Posted in: Middle East

Pakistan’s Musharraf Arrested After Day On The Run

Pakistan's Musharraf Arrested Friday

Pakistan’s former President Pervez Musharraf was arrested on Friday after just one day on the run. The former military leader, who was ousted in 2008, ran out of court on Thursday after his bail was revoked in a treason case.

Mucharraf seized power in a 1999 military coup and ruled until he was forced to step down in 2008. After that, he spent time in Dubai and London before returning to his home country last month.

When he returned, the former president was issued a pre-approved bail, which expired on Thursday. Musharraf returned, even knowing he would likely face three court cases stemming from his time as Pakistan’s president.

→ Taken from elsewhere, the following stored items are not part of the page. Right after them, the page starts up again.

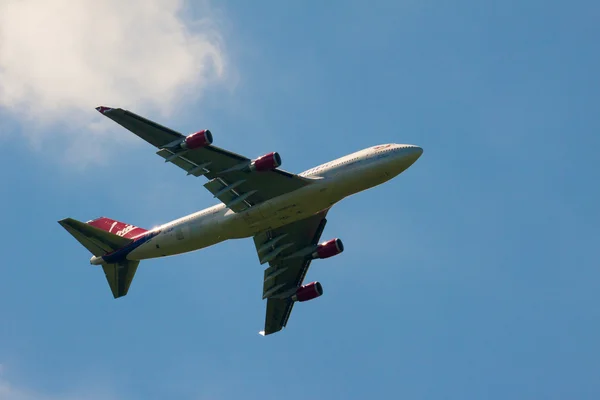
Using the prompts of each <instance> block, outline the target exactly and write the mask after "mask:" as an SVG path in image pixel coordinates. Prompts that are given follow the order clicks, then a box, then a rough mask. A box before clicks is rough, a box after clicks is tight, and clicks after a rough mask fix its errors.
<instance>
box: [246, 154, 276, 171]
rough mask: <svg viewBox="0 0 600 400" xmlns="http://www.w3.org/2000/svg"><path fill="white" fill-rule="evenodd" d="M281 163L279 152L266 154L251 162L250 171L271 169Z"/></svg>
mask: <svg viewBox="0 0 600 400" xmlns="http://www.w3.org/2000/svg"><path fill="white" fill-rule="evenodd" d="M280 165H281V156H280V155H279V153H277V152H273V153H269V154H265V155H264V156H262V157H258V158H257V159H256V160H253V161H252V162H251V163H250V171H259V172H261V171H271V170H272V169H275V168H277V167H279V166H280Z"/></svg>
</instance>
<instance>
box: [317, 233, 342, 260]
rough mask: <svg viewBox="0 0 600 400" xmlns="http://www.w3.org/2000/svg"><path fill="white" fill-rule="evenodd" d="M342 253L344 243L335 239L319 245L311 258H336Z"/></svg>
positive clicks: (323, 242)
mask: <svg viewBox="0 0 600 400" xmlns="http://www.w3.org/2000/svg"><path fill="white" fill-rule="evenodd" d="M342 251H344V243H342V240H341V239H338V238H335V239H331V240H328V241H326V242H323V243H321V244H319V245H318V246H317V250H315V252H314V253H313V254H312V256H313V258H329V257H333V256H337V255H338V254H340V253H341V252H342Z"/></svg>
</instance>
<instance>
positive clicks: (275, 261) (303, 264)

In one of those court cases, the former military leader was accused of treason for ordering the house arrest of dozens of judges including the Supreme Court’s high justice.

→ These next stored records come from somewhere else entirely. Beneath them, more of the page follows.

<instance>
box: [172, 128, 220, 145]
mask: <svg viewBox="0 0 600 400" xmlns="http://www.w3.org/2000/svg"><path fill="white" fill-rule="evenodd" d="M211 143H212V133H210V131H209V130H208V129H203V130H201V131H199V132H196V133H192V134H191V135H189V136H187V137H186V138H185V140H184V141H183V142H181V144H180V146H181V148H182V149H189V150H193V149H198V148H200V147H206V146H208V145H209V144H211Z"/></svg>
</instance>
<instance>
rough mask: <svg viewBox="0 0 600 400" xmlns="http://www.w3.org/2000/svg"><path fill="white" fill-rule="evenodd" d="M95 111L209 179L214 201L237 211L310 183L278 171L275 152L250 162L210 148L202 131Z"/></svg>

Musharraf explained that his return was meant both to clear his name and to participate in upcoming elections, which are expected on May 11. But election officials and judges disqualified him from running in all four constituencies he planned to contest.

The retired military general appeared in court on Thursday to request a bail extension. When the Islamabad High Court rejected the appeal and ordered his arrest, Musharraf escaped from court and returned to his home on the capital’s outskirts with the help of armed security guards.

But it appeared on Friday that the former Pakistani president had surrendered himself to a court. He was placed under house detention by the court and ordered to stay there until the trial on his treason charges is complete.

Shaukat Qadir, a retired brigadier general who cautioned Musharraf against returning to Pakistan, stated of the situation:

“Musharraf has put himself into this bind. He always acts first and thinks later. The problem for the army is that it’s got no cards to play in this game. It’s been hijacked by the judiciary.”

It is not clear how long Musharraf will stay under house arrest before the trial begins.